Nestlé adopts common packaging machine interface
04 May 2011
Food giant Nestle has reviewed the way it approaches its packaging engineering activities, appointing a group of four preferred suppliers with whom it is currently implementing a common machine interface based on the OMAC PackML standard
Nestlé has historically concentrated its automation engineering expertise on the process control side of its business, developing innovative control strategies and proprietary systems with a select group of suppliers. The packaging automation side of the company’s operations, meanwhile, were left more or less open, the packaging engineering group mainly focusing on packaging materials and packaging design, rather than the packaging machinery itself.
More recently, Nestlé’s central engineering group determined that it could achieve efficiency improvements to its packaging facilities by taking a more active role in the company’s packaging plants. A dedicated engineering group was subsequently established to take care of this area of operations, and it wasted no time in identifying certain issues that needed to be addressed.
One of the Group’s first tasks was to move from a single supplier for packaging machine automation to a group of ‘preferred’ suppliers. Four were chosen: B&R Industrial Automation, ELAU, Rockwell Automation and Siemens Industry Automation & Drive Technologies. With less focus on one specific control provider for packaging equipment, Nestle was nonetheless determined to maintain its preferences for open technologies and the rigorous implementation of standards. A key decision for the packaging operation was to commit to the Organisation for Machine Automation and Control’s (OMAC’s) ‘PackML’ (Packaging Machine Language) to promote a common ‘look and feel’ across all its packing machines, regardless of the automation supplier.
Currently, Nestlé is undertaking a pilot implementation of PackML with the help of the preferred supplier team, as, Nestlé Corporate Engineering’s global head of automation and process control, Bryan Griffen explains:
“Using the PackML PackTags and the State Model in conjunction with a standard communication protocol, the Nestlé central packaging automation engineering team will provide a clear specification for packaging machine equipment. This specification will also provide a common setup for horizontal machine to machine communication.”

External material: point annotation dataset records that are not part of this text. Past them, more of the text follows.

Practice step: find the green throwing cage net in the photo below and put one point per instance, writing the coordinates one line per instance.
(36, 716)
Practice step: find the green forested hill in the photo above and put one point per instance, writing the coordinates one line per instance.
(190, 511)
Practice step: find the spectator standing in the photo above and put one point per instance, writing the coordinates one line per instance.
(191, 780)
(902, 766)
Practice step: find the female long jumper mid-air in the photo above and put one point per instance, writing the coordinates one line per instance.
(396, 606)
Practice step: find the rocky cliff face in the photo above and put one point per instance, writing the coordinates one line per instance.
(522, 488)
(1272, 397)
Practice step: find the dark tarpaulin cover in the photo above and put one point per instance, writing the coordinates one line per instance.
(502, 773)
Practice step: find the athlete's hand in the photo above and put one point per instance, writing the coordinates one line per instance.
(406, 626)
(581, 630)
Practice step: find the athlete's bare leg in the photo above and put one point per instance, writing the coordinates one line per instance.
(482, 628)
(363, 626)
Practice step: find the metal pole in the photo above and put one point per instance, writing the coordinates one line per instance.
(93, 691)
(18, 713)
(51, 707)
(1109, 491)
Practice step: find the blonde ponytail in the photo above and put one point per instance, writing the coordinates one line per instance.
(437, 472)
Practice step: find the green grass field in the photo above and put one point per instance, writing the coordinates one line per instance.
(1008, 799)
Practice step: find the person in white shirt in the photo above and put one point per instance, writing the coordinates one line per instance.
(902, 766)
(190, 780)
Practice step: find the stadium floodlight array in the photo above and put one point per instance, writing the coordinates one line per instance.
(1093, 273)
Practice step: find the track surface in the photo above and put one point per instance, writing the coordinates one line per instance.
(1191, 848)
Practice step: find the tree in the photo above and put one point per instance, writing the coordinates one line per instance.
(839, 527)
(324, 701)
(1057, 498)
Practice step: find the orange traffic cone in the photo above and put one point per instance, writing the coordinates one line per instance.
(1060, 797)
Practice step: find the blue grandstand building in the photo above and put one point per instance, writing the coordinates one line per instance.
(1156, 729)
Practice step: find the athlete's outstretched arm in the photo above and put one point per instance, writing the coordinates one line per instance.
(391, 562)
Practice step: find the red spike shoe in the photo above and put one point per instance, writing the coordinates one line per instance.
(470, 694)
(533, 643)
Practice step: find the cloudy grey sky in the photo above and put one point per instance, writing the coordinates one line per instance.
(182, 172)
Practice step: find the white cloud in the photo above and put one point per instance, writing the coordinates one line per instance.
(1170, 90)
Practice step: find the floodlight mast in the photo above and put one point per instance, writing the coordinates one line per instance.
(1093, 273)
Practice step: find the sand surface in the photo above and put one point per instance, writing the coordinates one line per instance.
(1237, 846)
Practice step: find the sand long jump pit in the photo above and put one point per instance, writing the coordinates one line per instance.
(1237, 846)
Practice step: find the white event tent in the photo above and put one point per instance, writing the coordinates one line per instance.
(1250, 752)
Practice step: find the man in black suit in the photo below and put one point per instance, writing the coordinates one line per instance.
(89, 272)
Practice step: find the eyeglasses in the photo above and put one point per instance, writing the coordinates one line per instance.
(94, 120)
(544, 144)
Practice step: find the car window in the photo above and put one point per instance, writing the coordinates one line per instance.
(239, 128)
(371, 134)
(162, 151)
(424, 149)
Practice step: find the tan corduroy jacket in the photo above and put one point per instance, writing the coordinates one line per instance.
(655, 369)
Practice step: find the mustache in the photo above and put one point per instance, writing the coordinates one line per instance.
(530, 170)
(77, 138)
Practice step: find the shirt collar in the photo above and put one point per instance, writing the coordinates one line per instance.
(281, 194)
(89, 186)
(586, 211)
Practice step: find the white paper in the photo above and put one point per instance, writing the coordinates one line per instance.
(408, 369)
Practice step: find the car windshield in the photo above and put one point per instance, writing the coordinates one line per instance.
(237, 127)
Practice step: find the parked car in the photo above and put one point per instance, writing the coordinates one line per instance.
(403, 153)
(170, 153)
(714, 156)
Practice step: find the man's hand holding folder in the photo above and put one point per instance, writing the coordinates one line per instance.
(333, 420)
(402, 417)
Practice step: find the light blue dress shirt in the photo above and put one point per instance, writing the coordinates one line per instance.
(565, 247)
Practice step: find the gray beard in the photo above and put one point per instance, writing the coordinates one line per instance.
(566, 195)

The goal is to exchange all necessary information, such as start-stop, halts, error handling and speed information, in order to support the integration of machines from various OEMs using different automation control equipment – all under one global standard. Using the PackML State Model guarantees a common engineering approach that is independent of the machine builder and/or control provider. The first stage of the pilot project is based on existing libraries for the OMAC PackML implementation of the preferred suppliers, which, being the basis for proof-of-concept, is already demonstrating many benefits. During the second stage of the project Nestlé will work on a more detailed specification document and, together with the technology providers, this specification will be reviewed, tested on real equipment and translated into standard, ready-to-use, libraries.
Working with different suppliers has also identified the need for a common safety technology standard. Each supplier would normally recommend its own safety protocol, based on a proprietary communication network. In order to guarantee that all applications are able to exchange safety related information based on one safety network, Nestlé has decided to support the openSAFETY standard, which will provide a single communication standard for safety application across the board of all technology suppliers.
Mr Griffen is confident that all these efforts will allow Nestlé to write one detailed specification for a packaging machine that can be easily integrated into the packaging line and the entire Nestlé environment, without being too dependent on proprietary control hardware.